4 responses to “Best Practices for Your First 60 Days in Affiliate Marketing (My WordPress Build, Keyword Research Screenshots & Real Results)”

  1. S.J Avatar
    S.J

    This guide offers a clear, actionable roadmap for beginners in affiliate marketing, emphasizing that the first 60 days should focus on building a solid WordPress website, publishing consistent, helpful content, and learning from real data rather than chasing perfection or quick income. By breaking the process into three phases, foundation, content creation, and feedback/adjustment,beginners can focus on execution, develop discipline, and create a content narrative that guides readers. The key lesson is that early success comes from consistent action, learning from performance metrics, and refining strategies over time, setting a strong foundation for long-term growth.

    Keep up the good work!

    1. Jeremy

      S.J, thanks a lot for this breakdown – you actually summarized the intent of the article perfectly.

      Those first 60 days are where most people either overcomplicate everything or quit because they’re not seeing fast money. Getting someone to focus on building a real WordPress foundation, publishing simple helpful content, and then learning from the data is really the whole game early on.

      I’m glad the three-phase structure came through clearly. If you ever put this into practice on your own site and want a second set of eyes on your first batch of content or structure, feel free to reach out.

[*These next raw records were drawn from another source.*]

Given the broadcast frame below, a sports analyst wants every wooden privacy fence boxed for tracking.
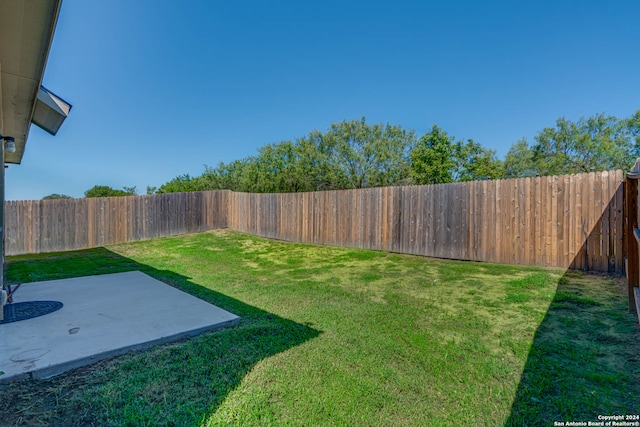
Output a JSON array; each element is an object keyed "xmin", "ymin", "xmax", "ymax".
[
  {"xmin": 2, "ymin": 170, "xmax": 626, "ymax": 274},
  {"xmin": 4, "ymin": 191, "xmax": 229, "ymax": 255},
  {"xmin": 229, "ymin": 170, "xmax": 625, "ymax": 272}
]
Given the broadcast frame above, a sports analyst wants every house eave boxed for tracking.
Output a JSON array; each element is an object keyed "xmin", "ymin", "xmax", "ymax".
[{"xmin": 0, "ymin": 0, "xmax": 64, "ymax": 164}]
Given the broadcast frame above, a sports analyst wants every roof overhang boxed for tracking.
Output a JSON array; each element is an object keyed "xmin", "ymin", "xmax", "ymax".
[{"xmin": 0, "ymin": 0, "xmax": 64, "ymax": 164}]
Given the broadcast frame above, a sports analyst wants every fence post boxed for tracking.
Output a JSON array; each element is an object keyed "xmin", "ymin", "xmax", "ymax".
[{"xmin": 625, "ymin": 158, "xmax": 640, "ymax": 313}]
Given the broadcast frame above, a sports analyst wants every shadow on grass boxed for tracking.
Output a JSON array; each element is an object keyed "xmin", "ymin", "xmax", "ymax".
[
  {"xmin": 0, "ymin": 247, "xmax": 321, "ymax": 427},
  {"xmin": 505, "ymin": 189, "xmax": 640, "ymax": 425},
  {"xmin": 505, "ymin": 271, "xmax": 640, "ymax": 426}
]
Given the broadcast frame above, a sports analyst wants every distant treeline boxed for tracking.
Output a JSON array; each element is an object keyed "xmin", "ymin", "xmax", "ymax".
[{"xmin": 43, "ymin": 110, "xmax": 640, "ymax": 199}]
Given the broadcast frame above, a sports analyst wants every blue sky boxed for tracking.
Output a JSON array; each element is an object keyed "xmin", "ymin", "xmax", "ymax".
[{"xmin": 8, "ymin": 0, "xmax": 640, "ymax": 200}]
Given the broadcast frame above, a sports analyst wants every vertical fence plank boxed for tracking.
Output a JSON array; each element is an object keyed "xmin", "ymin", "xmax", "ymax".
[
  {"xmin": 614, "ymin": 171, "xmax": 624, "ymax": 272},
  {"xmin": 574, "ymin": 174, "xmax": 583, "ymax": 269},
  {"xmin": 504, "ymin": 178, "xmax": 512, "ymax": 264},
  {"xmin": 559, "ymin": 175, "xmax": 568, "ymax": 269},
  {"xmin": 458, "ymin": 183, "xmax": 467, "ymax": 260},
  {"xmin": 482, "ymin": 181, "xmax": 489, "ymax": 262},
  {"xmin": 425, "ymin": 184, "xmax": 435, "ymax": 257},
  {"xmin": 588, "ymin": 171, "xmax": 598, "ymax": 269},
  {"xmin": 548, "ymin": 175, "xmax": 557, "ymax": 267},
  {"xmin": 567, "ymin": 174, "xmax": 574, "ymax": 269},
  {"xmin": 493, "ymin": 181, "xmax": 502, "ymax": 263},
  {"xmin": 512, "ymin": 178, "xmax": 519, "ymax": 265},
  {"xmin": 600, "ymin": 171, "xmax": 611, "ymax": 272},
  {"xmin": 470, "ymin": 181, "xmax": 478, "ymax": 261}
]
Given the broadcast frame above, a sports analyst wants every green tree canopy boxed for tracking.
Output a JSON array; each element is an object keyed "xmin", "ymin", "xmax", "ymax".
[
  {"xmin": 321, "ymin": 117, "xmax": 415, "ymax": 189},
  {"xmin": 456, "ymin": 139, "xmax": 505, "ymax": 182},
  {"xmin": 504, "ymin": 139, "xmax": 537, "ymax": 178},
  {"xmin": 157, "ymin": 174, "xmax": 207, "ymax": 194},
  {"xmin": 172, "ymin": 118, "xmax": 415, "ymax": 194},
  {"xmin": 504, "ymin": 110, "xmax": 640, "ymax": 177},
  {"xmin": 533, "ymin": 114, "xmax": 635, "ymax": 175},
  {"xmin": 624, "ymin": 109, "xmax": 640, "ymax": 149},
  {"xmin": 42, "ymin": 193, "xmax": 72, "ymax": 200},
  {"xmin": 409, "ymin": 125, "xmax": 458, "ymax": 185},
  {"xmin": 239, "ymin": 141, "xmax": 316, "ymax": 193},
  {"xmin": 153, "ymin": 109, "xmax": 640, "ymax": 193},
  {"xmin": 84, "ymin": 185, "xmax": 136, "ymax": 198},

      Appreciate the encouragement.

  2. Marc Avatar
    Marc

    This is hands-down one of the most practical and honest breakdowns of starting in affiliate marketing I’ve come across. The fact that you’re documenting everything in real-time with actual screenshots, numbers, and progress reports makes this so much more valuable than the typical “here’s what you should do” advice that floods the space.

    The phased approach really resonates with me—especially the emphasis on building the foundation first before jumping into content creation or monetization. I’ve seen so many people (myself included in other projects) rush straight to publishing without having a proper site structure, and it always creates problems down the line that require backtracking.

    Your point about “publish first, polish second” is something I needed to hear. Perfectionism is such a productivity killer, especially in the early stages when you’re still figuring out what works. The idea that you can always go back and refine later takes so much pressure off that initial creation phase.

    The keyword research approach using Jaaxy is interesting too—focusing on beginner intent questions with time frames attached is smart. Those searchers are clearly looking for actionable guidance, not just general information. And the internal linking strategy you’ve outlined makes total sense for creating that guided pathway through your content rather than leaving readers stranded.

    I really appreciate the transparency around tools and the realistic expectations you’re setting. No hype about overnight success, just consistent execution and data-driven adjustments. The Kiyosaki quotes fit perfectly with the mindset you’re promoting here—skills and trained thinking over theories and shortcuts.

    The 29 posts and 9 pages in 60 days is impressive output, and I think your breakdown of what that should look like (core guides, tool reviews, strategy pieces, weekly updates) gives people a concrete template to follow rather than feeling overwhelmed by a blank content calendar.

    1. Jeremy

      Thanks for the thoughtful read. I’m glad the structure and screenshots helped because I wanted this to feel followable, not theoretical. You’re right about perfection slowing people down. Publishing and improving later has been one of the biggest mindset shifts for me. If you stick with it, 60 days becomes a real foundation instead of guesswork.